Dem bundesweiten, auch für Göttingen geltenden Trend von über 150% erhöhten Fallzahlen der Einlieferungen von Kindern und Jugendlichen mit Alkoholvergiftung ins Krankenhaus begegnet das Projekt HaLT- Hart am Limit auf breiter Ebene.

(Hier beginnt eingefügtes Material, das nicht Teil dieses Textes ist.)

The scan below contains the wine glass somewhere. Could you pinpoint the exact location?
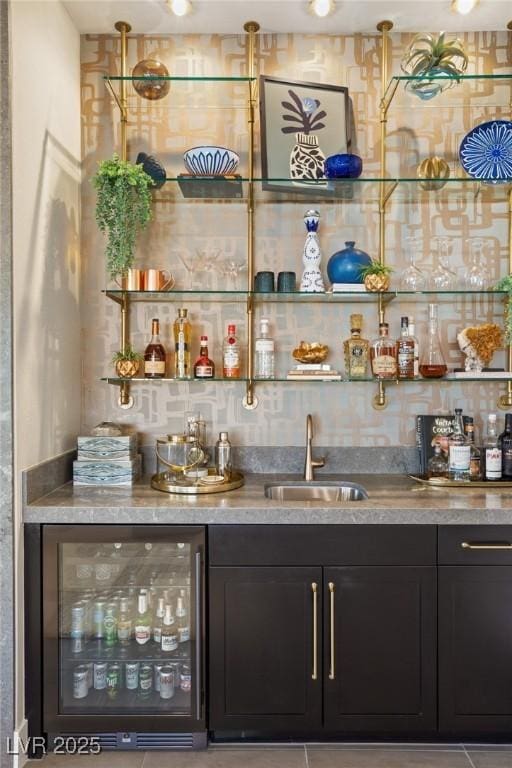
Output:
[400,237,427,291]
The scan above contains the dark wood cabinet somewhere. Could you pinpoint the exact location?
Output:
[324,566,436,733]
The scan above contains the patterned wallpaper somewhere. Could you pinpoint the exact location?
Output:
[82,33,511,446]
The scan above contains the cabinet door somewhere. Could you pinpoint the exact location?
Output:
[439,564,512,736]
[324,566,436,732]
[209,567,322,733]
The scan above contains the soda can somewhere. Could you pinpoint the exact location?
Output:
[73,664,89,699]
[124,661,140,691]
[94,661,107,691]
[160,667,174,699]
[139,664,153,699]
[106,664,121,699]
[153,661,168,691]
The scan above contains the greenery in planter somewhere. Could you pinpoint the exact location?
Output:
[92,154,154,278]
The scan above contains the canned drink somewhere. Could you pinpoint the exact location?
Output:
[139,664,153,699]
[106,664,121,699]
[160,667,174,699]
[73,664,89,699]
[94,661,107,691]
[124,661,140,691]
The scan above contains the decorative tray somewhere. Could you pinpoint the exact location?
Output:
[409,475,512,489]
[151,467,244,496]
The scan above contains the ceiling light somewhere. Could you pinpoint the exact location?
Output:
[167,0,192,16]
[309,0,334,17]
[452,0,479,16]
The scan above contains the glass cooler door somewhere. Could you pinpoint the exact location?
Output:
[43,526,204,731]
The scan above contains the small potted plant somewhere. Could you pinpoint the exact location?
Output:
[360,261,393,293]
[112,344,144,379]
[92,154,154,278]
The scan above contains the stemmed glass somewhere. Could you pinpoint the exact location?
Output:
[400,237,427,291]
[430,237,457,291]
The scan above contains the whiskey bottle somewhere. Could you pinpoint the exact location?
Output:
[173,309,191,379]
[144,317,165,379]
[396,317,414,379]
[370,323,396,379]
[343,314,370,379]
[194,336,215,379]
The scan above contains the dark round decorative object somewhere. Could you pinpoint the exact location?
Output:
[135,152,167,189]
[132,59,171,101]
[325,154,363,179]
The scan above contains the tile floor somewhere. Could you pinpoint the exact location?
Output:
[28,744,512,768]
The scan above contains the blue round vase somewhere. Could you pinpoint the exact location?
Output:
[327,240,372,283]
[325,154,363,179]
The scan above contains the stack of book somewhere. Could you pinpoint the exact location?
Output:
[286,363,341,381]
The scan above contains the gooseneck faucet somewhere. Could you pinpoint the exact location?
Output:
[304,413,325,483]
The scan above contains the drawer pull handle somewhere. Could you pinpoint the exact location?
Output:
[329,581,335,680]
[311,582,318,680]
[461,541,512,549]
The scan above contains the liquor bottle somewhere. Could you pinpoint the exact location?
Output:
[448,408,471,481]
[144,317,165,379]
[153,597,165,645]
[500,413,512,480]
[254,317,275,379]
[409,315,420,379]
[464,416,482,480]
[222,325,240,379]
[420,304,448,379]
[427,443,448,477]
[176,597,190,643]
[194,336,215,379]
[396,317,414,379]
[484,413,502,480]
[343,314,370,379]
[135,593,151,645]
[161,605,178,653]
[173,309,192,379]
[370,323,396,379]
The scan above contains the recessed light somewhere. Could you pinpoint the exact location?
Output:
[167,0,192,16]
[452,0,479,16]
[309,0,335,17]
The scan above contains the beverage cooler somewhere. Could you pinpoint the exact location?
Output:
[26,525,206,750]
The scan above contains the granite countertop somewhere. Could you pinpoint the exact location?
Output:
[24,474,512,525]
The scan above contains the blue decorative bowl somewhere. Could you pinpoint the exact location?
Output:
[327,240,372,283]
[183,147,240,176]
[325,155,363,179]
[459,120,512,184]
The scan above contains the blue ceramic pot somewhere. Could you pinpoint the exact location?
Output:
[325,155,363,179]
[327,241,372,283]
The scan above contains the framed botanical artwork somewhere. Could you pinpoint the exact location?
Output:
[260,75,351,193]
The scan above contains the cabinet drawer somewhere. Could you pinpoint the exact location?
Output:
[209,524,436,566]
[439,525,512,565]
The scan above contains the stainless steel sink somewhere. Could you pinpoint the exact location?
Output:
[265,482,368,501]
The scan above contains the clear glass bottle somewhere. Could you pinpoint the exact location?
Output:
[420,304,448,379]
[396,317,414,379]
[343,314,370,379]
[370,323,396,379]
[144,317,165,379]
[427,443,448,477]
[254,317,275,379]
[448,408,471,481]
[173,309,192,379]
[484,413,502,480]
[222,325,240,379]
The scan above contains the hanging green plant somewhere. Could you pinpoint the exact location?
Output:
[92,154,154,278]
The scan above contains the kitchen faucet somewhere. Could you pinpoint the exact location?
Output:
[304,413,325,483]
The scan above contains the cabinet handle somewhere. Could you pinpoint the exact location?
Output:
[311,581,318,680]
[461,541,512,549]
[329,581,335,680]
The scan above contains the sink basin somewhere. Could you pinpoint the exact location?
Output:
[265,481,368,501]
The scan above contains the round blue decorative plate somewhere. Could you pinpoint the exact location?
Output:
[459,120,512,183]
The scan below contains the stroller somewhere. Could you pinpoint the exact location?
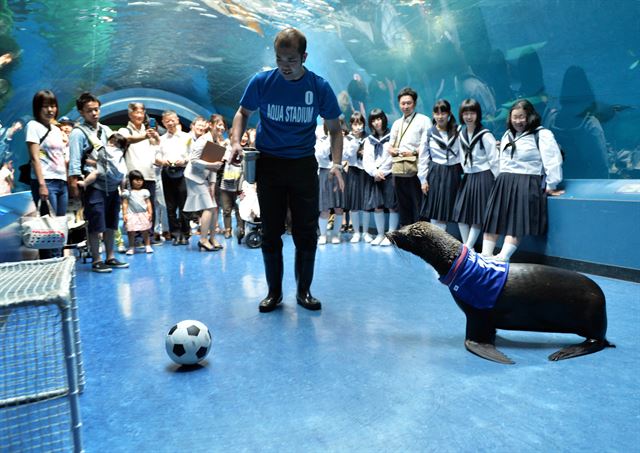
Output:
[238,181,262,249]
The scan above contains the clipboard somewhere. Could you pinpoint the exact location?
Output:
[200,142,227,163]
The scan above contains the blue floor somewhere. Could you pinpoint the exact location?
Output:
[77,236,640,452]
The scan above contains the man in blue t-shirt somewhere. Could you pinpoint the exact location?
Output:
[231,28,344,313]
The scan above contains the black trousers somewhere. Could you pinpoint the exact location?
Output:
[256,153,320,254]
[393,176,422,226]
[162,172,191,236]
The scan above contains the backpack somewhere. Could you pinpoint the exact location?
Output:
[75,124,127,185]
[18,128,51,185]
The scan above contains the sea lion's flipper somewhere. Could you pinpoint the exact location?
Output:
[464,340,515,365]
[549,339,616,362]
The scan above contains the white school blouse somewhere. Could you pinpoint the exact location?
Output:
[500,129,562,190]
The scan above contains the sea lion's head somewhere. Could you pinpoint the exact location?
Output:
[387,222,462,276]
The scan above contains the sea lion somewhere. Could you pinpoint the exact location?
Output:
[387,222,615,364]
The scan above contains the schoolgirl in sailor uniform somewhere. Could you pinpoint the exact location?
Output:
[418,99,462,230]
[342,112,372,243]
[453,99,500,249]
[482,99,563,261]
[315,125,345,245]
[362,109,399,246]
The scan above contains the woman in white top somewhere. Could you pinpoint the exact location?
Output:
[418,99,462,230]
[482,99,564,261]
[315,120,344,245]
[453,99,499,249]
[25,90,69,258]
[184,133,223,252]
[342,112,371,243]
[362,109,399,246]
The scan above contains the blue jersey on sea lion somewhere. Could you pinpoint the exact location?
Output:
[440,245,509,309]
[240,68,341,159]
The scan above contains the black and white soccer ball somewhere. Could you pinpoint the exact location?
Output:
[165,319,211,365]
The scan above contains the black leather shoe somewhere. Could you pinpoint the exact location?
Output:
[296,293,322,311]
[258,294,282,313]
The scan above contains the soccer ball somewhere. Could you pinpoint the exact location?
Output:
[165,319,211,365]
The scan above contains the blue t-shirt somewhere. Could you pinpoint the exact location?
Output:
[440,245,509,309]
[240,68,341,158]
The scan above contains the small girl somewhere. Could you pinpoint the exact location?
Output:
[418,99,462,230]
[342,112,371,243]
[453,99,499,249]
[78,132,128,187]
[315,118,344,245]
[362,109,399,246]
[482,99,564,261]
[122,170,153,255]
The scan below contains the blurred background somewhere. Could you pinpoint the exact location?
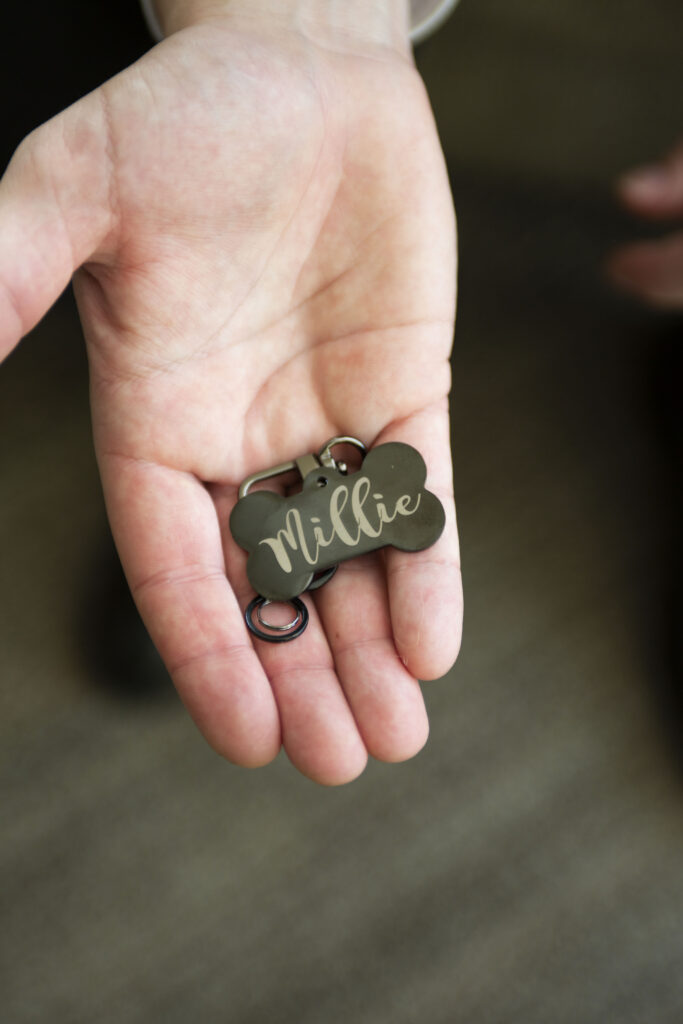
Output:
[0,0,683,1024]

Als Modellprojekt wurde es 2004 durch das Prognosinstitut evaluiert und inzwischen bundesweit implementiert, so auch in Niedersachsen.
Das Projekt setzt sich aus zwei Bausteinen, zusammen:
Dem einzelfallbezogenen, reaktiven Baustein und dem proaktiven Baustein mit Maßnahmen zur Einhaltung des Jugendschutzes.
Für beide Bausteine ist eine gute Vernetzung verschiedenster Institutionen und der Kommune vor Ort Voraussetzung.
Die Fachstelle für Sucht und Suchtprävention Göttingen hat es seit Anfang des Jahres 2009 übernommen, dieses Projekt der Frühintervention in der Region Göttingen einzuführen.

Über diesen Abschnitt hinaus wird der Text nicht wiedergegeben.